なぜ今クリエイティブなのか?

当時のオーストリア=ハンガリー帝国に生まれ、後に米国に移住したヨーゼフ・シュンペーター(1883 ― 1950)は、20世紀前半を代表する経済学者で、「イノベーション理論」を提唱したことで知られる。

イノベーションは日本語で「新機軸」「新結合」「新たな価値創造」「創意工夫」「技術革新」などと訳されるが、シュンペーターはイノベーションを5つの種類に分けて解説した。

①新しい財貨の生産 production(プロダクション)

②新しい生産方法の導入 process(プロセス)

③新しい販売先の開拓 market(マーケット)

④原料あるいは半製品の新しい供給源の獲得 suppl y chain(サプライチェーン)

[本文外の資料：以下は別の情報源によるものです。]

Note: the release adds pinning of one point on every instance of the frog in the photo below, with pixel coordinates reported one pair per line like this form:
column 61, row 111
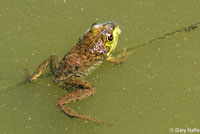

⑤新しい組織の実現 organization(オーガニゼーション)

シュンペーターが生きた20世紀は激動の世紀と呼ばれる。戦争や紛争が世界を支配した帝国主義の時代。一方で科学技術が飛躍的に発展した時代でもあった。そして21世紀になった今では、シュンペーターによるイノベーションの5つの定義は、「創造」する仕事を目指す私たちにとっての基礎教養となっている。

そして現代である21世紀は、まさに「創造」の世紀と呼ばれる。

「新しい知識や情報、技術が社会のあらゆる領域で重要性を増す「知識基盤社会」の時代(『21 世紀初頭の社会像』文部科学省より)」と捉えられているからだ。

デジタルテクノロジーは加速度的な進化を続け、有線は瞬く間にWi-Fiになった。すでにデータのほとんどはクラウド上にあり、スパコンの処理速度は今も日進月歩。ロボットは2足で駆け出し、AIの発展と普及によって人間はやがておおよその職を奪われるという。